Diye işaret ettin. Daha da kızardı. Onu böyle göreceğini hiç düşünmemiştin.
"Biliyorum..."
Dedi.
"Üzgünüm. Öyleyse, benimle gelir misin?"

Taeyong son zamanlarda seninle daha açık konușuyordu, ancak birlikte gitmek, hiçbirinizin henüz hazır olmadığınız büyük bir adımdı. Yine de omuzlarınızı silkmek zorundaydın.
"Pekala."
Dedin, kaybedecek çok şeyin olmadığını bilerek.
"Hadi bir tatile gidelim."
Daha sonra, Taeyong'un seni ülke dışına çıkarmasının tek sebebinin, düşmanlarının evini ve özellikle karısını hedeflediğini öğrendiği ve seni güvende tutmak istediği için olduğunu öğrendin. Ama o zamana kadar geri dönüşü olmayan bir noktayı zaten seçmiştin. Ona aşık olmak, şaşırtıcı derecede kolaydı.

Yuta
Tam bir yabancıyla yaşamak ikiniz için de heyecanlı bir şey değildi. Yuta ikinizin kasabanın diğer tarafındaki göle bir yolculuk yapacağını söyledi. Seyahat için birçok Range Rovers'tan birini almasını bekledin. Bunun yerine, evinizin ana girişinin hemen yanında park edilmiş bir motor ile karşılaştın. Şaşkın, Yuta'nın kasklardan birini senin için uzatmasını ve sana bir gülümseme atmasını izledin.
"Sen delisin."
Dedin, bulunduğun yerden hareket etmiyordun.
"Buna binmiyorum."

"Ah, hadi."
Diye sırıtıyordu. Kavga etmenizi umuyordu ve tam da bu yüzden bugün motora binmeyi seçti. Yolculuğu reddedip iptal edebileceğini bildiği için değil.
"Hiçbir şey olmayacak. Ben güvenli bir sürücüyüm."
Yuta ile ilgili herhangi bir şeyin güvende olduğundan şüphe duyuyordun, ama sonunda motosikletin yanında ona katıldın, onu izlerken kaskını ondan alıp taktın.
"Ölümümün iki tekerleğe geleceğini hiç düşünmemiştim."
Güldü.
"Bunu sürmek seni öldürmez. Hadi bana tutun."

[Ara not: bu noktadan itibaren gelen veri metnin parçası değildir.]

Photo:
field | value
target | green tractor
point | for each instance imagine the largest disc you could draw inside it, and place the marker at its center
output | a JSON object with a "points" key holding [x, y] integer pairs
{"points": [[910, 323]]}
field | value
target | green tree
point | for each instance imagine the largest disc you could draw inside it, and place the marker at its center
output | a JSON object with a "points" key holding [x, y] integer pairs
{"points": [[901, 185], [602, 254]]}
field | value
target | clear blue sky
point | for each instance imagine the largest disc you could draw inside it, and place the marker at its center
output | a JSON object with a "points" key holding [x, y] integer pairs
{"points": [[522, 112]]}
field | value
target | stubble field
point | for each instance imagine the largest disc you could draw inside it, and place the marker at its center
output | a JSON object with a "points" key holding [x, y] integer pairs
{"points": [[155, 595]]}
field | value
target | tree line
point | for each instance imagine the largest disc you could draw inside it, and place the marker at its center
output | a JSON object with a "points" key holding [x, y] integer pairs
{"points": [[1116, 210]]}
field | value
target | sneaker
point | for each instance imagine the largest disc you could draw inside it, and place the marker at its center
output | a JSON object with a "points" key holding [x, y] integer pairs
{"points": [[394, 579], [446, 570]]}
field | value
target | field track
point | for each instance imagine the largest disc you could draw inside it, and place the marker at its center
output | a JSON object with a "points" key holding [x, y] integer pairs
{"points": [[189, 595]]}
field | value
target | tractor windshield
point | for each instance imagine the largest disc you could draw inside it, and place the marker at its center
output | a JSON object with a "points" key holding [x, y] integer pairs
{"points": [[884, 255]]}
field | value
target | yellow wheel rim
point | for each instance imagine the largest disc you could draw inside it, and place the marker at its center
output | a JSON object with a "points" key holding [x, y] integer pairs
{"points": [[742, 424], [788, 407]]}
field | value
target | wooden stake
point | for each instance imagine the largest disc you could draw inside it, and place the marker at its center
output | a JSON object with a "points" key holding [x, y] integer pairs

"Sana beni bırakıp öldürmek için bir seçenek veriyorum."
Diye mırıldandın.
"Bunların hiçbirini seçmeyeceğim."
Dedi Yuta. Ona ne kadar sıkı tuttuğunu hissettiğinde kendine biraz gülümsedi.
"Ve seni itmeye çalışsam bile, bu sıkı tutuşunla beni bisikletten çekeceksin."
Kollarını hemen ondan çektin. "Güzel, senin için bunu kolaylaştıracağım ve sadece dengemi korumaya çalışacağım-"
"Hayır."
Diye karşı çıktın, tekrar gülerek. Hafifçe döndü ve ellerini tuttuktan sonra gövdesini geri getirdi.
"Daha önce bulunduğumuz konumu beğendim. Seni hissetmeyi seviyorum."